Arm && Interventions

Group	Intervention	Description
Tumor Vaccine	Tumor Vaccine	1 x 107 TCE tumor lysate in 0.5 ml Lactated Ringers Solution (approximately 1 mg of tumor lysate protein) and equivalent volume of adjuvant will be injected 2 weeks and 3 weeks (2 vaccinations) after surgery in the intradermal skin of the upper thigh. There will be 2 vaccine administrations and patients will be followed for 2 months after inguinal node removal for any possible vaccine/study-related toxicity.

Primary Outcome Measures

Name	Time	Method
number of hybridoma clones that produce anti-glioma antibodies	6 months	The primary technical endpoint demonstrating the feasibility of the pilot study will be based upon the total count of the number of generated hybridoma clones sourced from the dermal vaccine draining lymph nodes that are determined to be producing anti-glioma antibodies.

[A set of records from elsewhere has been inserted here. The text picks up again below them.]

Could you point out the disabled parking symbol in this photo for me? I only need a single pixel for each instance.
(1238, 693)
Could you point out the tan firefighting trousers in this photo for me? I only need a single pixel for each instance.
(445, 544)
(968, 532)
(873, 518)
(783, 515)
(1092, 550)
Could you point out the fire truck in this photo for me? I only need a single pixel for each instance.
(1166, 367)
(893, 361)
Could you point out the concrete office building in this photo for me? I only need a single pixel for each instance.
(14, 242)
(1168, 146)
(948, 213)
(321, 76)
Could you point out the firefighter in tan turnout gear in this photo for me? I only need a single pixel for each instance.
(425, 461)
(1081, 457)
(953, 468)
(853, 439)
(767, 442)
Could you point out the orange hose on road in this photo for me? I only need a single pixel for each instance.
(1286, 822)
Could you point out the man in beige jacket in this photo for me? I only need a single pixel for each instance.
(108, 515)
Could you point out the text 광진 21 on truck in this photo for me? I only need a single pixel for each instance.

Secondary Outcome Measures

Name	Time	Method
Lymph Node Biopsy	6 months	Determine the safety and toxicity issues related to the Lymph Node Biopsy
Production of Antibodies	6 months	Secondary outcomes will include: Determining how many hybridoma clones produce glioblastoma-specific antibodies. The initial secondary endpoint will include the counting of the number of hybridoma clones sourced from the dermal vaccine draining lymph nodes that generate specific glioma antibodies.
Toxicity of Vaccine	6 months	• Determining toxicity of vaccine
Clone Production Rate	6 months	Determining whether B cells sourced from the vaccine nodes produce more anti-tumor antibody hybridomas than the non-vaccine node. The rate of producing these clones will be compared according to the source of the B cells. Thus, B cells recovered from vaccine related nodes will be compared to B cells recovered from the non-vaccine node.